その後、捜査は進み、2017年5月30日の警察の発表によると、84もの事件が把握されており、少なくとも300人の子どもが性的被害の対象となっていた。一部の行為はフィリピンより動画中継されていた(NRK)。

警察によると、複数の子どもは幼児の年齢にあたる。「もはや拷問としかいいようがない案件もある」と警察は国営放送局NRKに語る。

捜査対象はノルウェー各地に及ぶが、82の事件のうち、首都のオスロ警察の担当は2件、一方で西部警察署では37件と最も容疑者が集中している(加えてデンマークとスウェーデンで各1件)。

フィリピンからの動画中継を依頼するために容疑者が支払った金額は平均20~50ドル。多くの子どもには世話をする大人が近くにおらず、貧困状態にあり、西洋出身の男性たちに狙われてた。

遠国からウェブカメラでの中継では「地理的な距離感」がうまれ、さらなる暴力的な行為を注文する結果につながる傾向もみられたという。チャットの記録からは、自身も国外へと渡り、身体的な性行為を計画する会話も確認された。

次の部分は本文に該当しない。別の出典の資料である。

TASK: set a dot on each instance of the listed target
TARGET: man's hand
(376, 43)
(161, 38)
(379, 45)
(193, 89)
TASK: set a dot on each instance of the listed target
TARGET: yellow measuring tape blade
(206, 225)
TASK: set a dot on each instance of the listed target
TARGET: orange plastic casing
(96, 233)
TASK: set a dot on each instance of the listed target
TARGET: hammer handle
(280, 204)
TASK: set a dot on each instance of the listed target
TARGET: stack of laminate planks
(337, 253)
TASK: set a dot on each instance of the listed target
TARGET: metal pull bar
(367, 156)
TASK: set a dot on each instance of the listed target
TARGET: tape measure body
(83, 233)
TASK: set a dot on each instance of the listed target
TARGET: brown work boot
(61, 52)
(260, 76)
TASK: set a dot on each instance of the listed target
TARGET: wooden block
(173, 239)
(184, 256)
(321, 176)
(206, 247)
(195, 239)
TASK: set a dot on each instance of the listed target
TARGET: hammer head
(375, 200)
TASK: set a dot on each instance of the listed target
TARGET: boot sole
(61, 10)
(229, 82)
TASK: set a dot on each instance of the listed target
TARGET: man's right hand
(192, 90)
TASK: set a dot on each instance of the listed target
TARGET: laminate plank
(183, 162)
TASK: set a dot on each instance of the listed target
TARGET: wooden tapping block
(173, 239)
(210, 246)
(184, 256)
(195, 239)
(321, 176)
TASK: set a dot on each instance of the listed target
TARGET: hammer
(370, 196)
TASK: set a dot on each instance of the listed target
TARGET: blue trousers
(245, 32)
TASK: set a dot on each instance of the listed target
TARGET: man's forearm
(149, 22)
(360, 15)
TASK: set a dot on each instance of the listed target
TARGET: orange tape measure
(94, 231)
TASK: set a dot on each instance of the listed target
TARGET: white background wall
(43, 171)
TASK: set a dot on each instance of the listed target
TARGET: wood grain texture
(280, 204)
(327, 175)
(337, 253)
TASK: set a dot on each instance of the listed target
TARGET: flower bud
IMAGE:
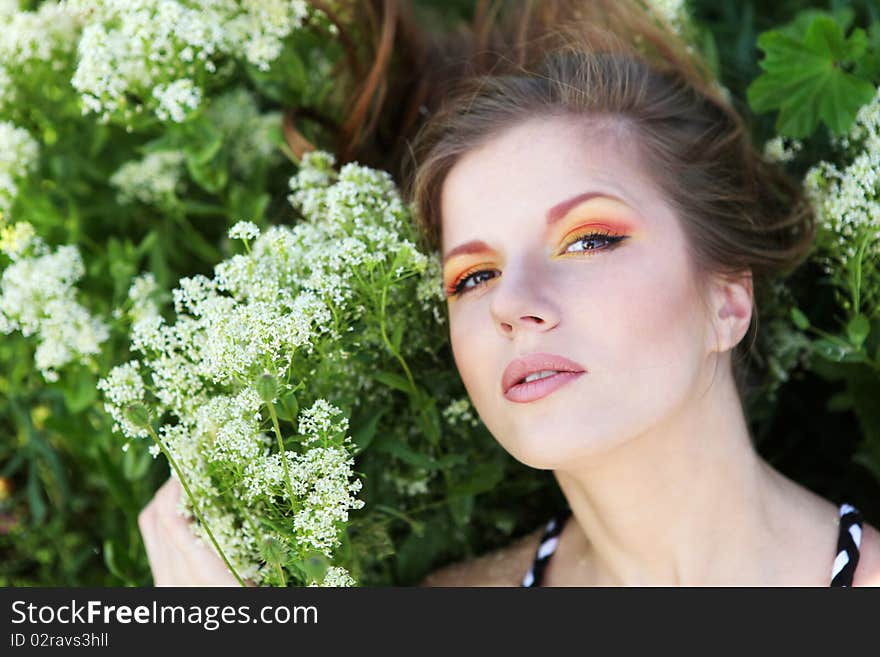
(267, 388)
(138, 415)
(273, 551)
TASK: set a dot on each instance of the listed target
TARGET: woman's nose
(522, 301)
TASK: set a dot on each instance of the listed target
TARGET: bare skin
(650, 447)
(176, 557)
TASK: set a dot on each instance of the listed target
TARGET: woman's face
(516, 240)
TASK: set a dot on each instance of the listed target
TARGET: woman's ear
(731, 302)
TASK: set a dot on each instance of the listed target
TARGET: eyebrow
(554, 214)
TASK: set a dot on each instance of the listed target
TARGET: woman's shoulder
(868, 568)
(505, 566)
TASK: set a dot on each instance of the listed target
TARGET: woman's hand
(176, 557)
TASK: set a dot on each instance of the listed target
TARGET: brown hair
(612, 60)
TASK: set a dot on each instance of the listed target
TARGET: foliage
(154, 258)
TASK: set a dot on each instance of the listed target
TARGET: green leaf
(364, 434)
(830, 350)
(397, 336)
(210, 176)
(287, 407)
(313, 567)
(117, 561)
(393, 381)
(482, 478)
(461, 508)
(839, 403)
(857, 330)
(135, 463)
(800, 320)
(80, 390)
(35, 494)
(805, 78)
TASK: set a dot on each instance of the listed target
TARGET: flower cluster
(846, 199)
(674, 12)
(157, 55)
(38, 297)
(154, 180)
(251, 136)
(18, 155)
(32, 40)
(269, 330)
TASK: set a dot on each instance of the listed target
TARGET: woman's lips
(526, 392)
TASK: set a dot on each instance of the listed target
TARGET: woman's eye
(478, 278)
(583, 240)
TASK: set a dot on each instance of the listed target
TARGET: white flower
(153, 180)
(244, 230)
(38, 297)
(176, 99)
(18, 239)
(157, 50)
(673, 12)
(336, 576)
(18, 156)
(122, 387)
(460, 410)
(846, 200)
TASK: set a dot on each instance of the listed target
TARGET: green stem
(388, 344)
(195, 506)
(283, 453)
(858, 285)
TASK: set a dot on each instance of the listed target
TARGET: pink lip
(520, 368)
(526, 392)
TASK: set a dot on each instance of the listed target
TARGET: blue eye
(479, 276)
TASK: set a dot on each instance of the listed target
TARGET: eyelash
(457, 288)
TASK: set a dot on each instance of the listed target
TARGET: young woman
(603, 219)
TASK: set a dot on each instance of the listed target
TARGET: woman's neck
(692, 504)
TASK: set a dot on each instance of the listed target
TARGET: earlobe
(733, 300)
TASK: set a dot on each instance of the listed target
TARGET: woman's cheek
(465, 339)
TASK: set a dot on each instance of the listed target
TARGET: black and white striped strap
(847, 546)
(549, 541)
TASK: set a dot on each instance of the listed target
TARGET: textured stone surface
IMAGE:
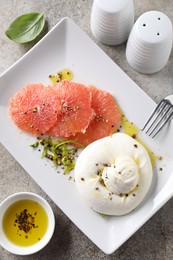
(155, 239)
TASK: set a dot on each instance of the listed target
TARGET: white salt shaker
(150, 42)
(112, 20)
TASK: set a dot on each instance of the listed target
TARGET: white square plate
(66, 46)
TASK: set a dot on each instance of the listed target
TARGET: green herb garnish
(59, 152)
(26, 27)
(35, 144)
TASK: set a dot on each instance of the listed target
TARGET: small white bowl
(26, 250)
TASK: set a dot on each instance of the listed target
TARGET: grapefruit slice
(34, 109)
(106, 117)
(76, 111)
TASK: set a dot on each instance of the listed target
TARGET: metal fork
(160, 117)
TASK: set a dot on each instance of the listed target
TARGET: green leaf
(26, 27)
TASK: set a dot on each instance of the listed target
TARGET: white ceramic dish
(66, 46)
(19, 250)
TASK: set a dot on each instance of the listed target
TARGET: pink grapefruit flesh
(76, 111)
(34, 109)
(106, 117)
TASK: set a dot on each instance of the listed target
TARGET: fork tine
(157, 115)
(159, 118)
(153, 113)
(162, 122)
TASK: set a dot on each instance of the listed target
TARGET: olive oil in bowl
(25, 222)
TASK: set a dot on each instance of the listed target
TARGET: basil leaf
(26, 27)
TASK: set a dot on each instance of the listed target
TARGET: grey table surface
(155, 239)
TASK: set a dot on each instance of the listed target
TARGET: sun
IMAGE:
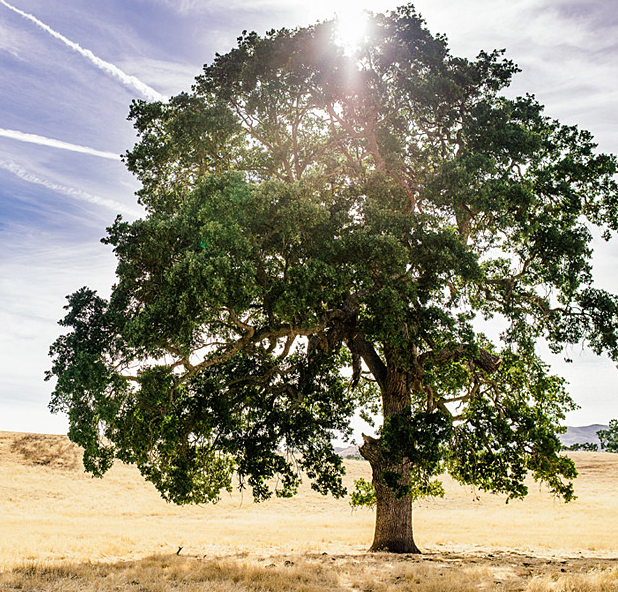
(351, 28)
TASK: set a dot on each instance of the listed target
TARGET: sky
(69, 70)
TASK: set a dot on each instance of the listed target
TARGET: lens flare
(351, 28)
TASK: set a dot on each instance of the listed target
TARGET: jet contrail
(43, 141)
(78, 194)
(126, 79)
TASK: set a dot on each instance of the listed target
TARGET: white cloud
(172, 77)
(69, 191)
(126, 79)
(43, 141)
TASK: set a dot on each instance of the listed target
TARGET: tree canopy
(325, 232)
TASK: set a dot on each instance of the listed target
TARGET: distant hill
(582, 434)
(573, 435)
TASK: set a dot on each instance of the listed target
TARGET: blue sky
(69, 70)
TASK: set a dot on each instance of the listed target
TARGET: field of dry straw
(62, 530)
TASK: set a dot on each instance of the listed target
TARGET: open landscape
(63, 530)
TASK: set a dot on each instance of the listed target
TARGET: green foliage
(609, 437)
(324, 234)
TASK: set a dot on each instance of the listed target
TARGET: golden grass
(62, 530)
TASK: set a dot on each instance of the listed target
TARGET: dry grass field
(62, 530)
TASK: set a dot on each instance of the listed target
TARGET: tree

「容疑者の職種、容疑者自身に子どもがいるか、子どもと簡単にアクセスできる環境にいるかは捜査対象の優先事項となっている」と捜査部リーダーのヘルトネ氏はNRKに語る。

子どもの性被害を最小限にとどめようとノルウェーの警察は最善を尽くす一方、国境を越えた犯罪となっているため、国同士での協力も必要とされている。被害状況は今後も拡大するとみられている。